Glance Laurent G, Dick Andrew, Osler Turner M, Li Yue, Mukamel Dana B
Department of Anesthesiology, University of Rochester School of Medicine and Dentistry, Rochester, New York 14642, USA.
Med Care. 2006 Apr;44(4):311-9. doi: 10.1097/01.mlr.0000204106.64619.2a.
Risk adjustment is central to the generation of health outcome report cards. It is unclear, however, whether risk adjustment should be based on standard logistic regression, fixed-effects or random-effects modeling.
The objective of this study was to determine how robust the New York State (NYS) Coronary Artery Bypass Graft (CABG) Surgery Report Card is to changes in the underlying statistical methodology.
Retrospective cohort study based on data from the NYS Cardiac Surgery Reporting System on all patient undergoing isolated CABG surgery in NYS and who were discharged between 1997 and 1999 (51,750 patients). Using the same risk factors as in the NYS models, fixed-effects and random-effects models were fitted to the NYS data.

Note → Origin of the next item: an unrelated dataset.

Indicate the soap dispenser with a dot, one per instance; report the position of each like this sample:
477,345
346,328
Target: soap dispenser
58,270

Quality outliers were identified using 1) the ratio of observed-to-expected mortality rates (O/E ratio) and confidence intervals (CIs) calculated using both parametric (Poisson distribution) and nonparametric (bootstrapping) techniques; and 2) shrinkage estimators.
At the surgeon level, the standard logistic regression model, the fixed-effects model, and the fixed-effects component of the random-effects model demonstrated near-perfect agreement on the identity of quality outliers using a quality indicator based on the O/E ratio and the Poisson distribution. Shrinkage estimators identified the fewest outliers, whereas the O/E ratios with bootstrap CI identified the greatest number of outliers. The results were similar for hospitals, except that the fixed-effects model identified more outliers than either the NYS model or the fixed-effects component of the random-effects model.
Shrinkage estimators based on random-effects models are slightly more conservative in identifying quality outliers compared with the traditional approach based on fixed-effects modeling and standard regression. Explicitly modeling surgeon provider effect (fixed-effects and random-effects models) did not significantly alter the distribution of quality outliers when compared with standard logistic regression (which does not model provider effect). Compared with the standard parametric approach, the use of a bootstrap approach to construct 95% confidence interval around the O/E ratio resulted in more providers being identified as quality outliers.
风险调整是生成健康结果报告卡的核心。然而,尚不清楚风险调整应基于标准逻辑回归、固定效应模型还是随机效应模型。
本研究的目的是确定纽约州(NYS)冠状动脉搭桥术(CABG)手术报告卡对基础统计方法变化的稳健程度。
基于纽约州心脏手术报告系统的数据进行回顾性队列研究,研究对象为1997年至1999年间在纽约州接受单纯CABG手术并出院的所有患者(51750例患者)。使用与纽约州模型相同的风险因素,对纽约州的数据拟合固定效应模型和随机效应模型。使用以下两种方法识别质量异常值:1)观察到的与预期死亡率之比(O/E比)以及使用参数(泊松分布)和非参数(自举法)技术计算的置信区间(CI);2)收缩估计量。
在外科医生层面,标准逻辑回归模型、固定效应模型以及随机效应模型的固定效应成分,使用基于O/E比和泊松分布的质量指标,在质量异常值的识别上表现出近乎完美的一致性。收缩估计量识别出的异常值最少,而带有自举法CI的O/E比识别出的异常值最多。医院层面的结果相似,只是固定效应模型识别出的异常值比纽约州模型或随机效应模型的固定效应成分更多。
与基于固定效应建模和标准回归的传统方法相比,基于随机效应模型的收缩估计量在识别质量异常值时略显保守。与不对外科医生提供者效应进行建模的标准逻辑回归相比,明确对外科医生提供者效应进行建模(固定效应和随机效应模型)并没有显著改变质量异常值的分布。与标准参数方法相比,使用自举法构建O/E比周围的95%置信区间会使更多提供者被识别为质量异常值。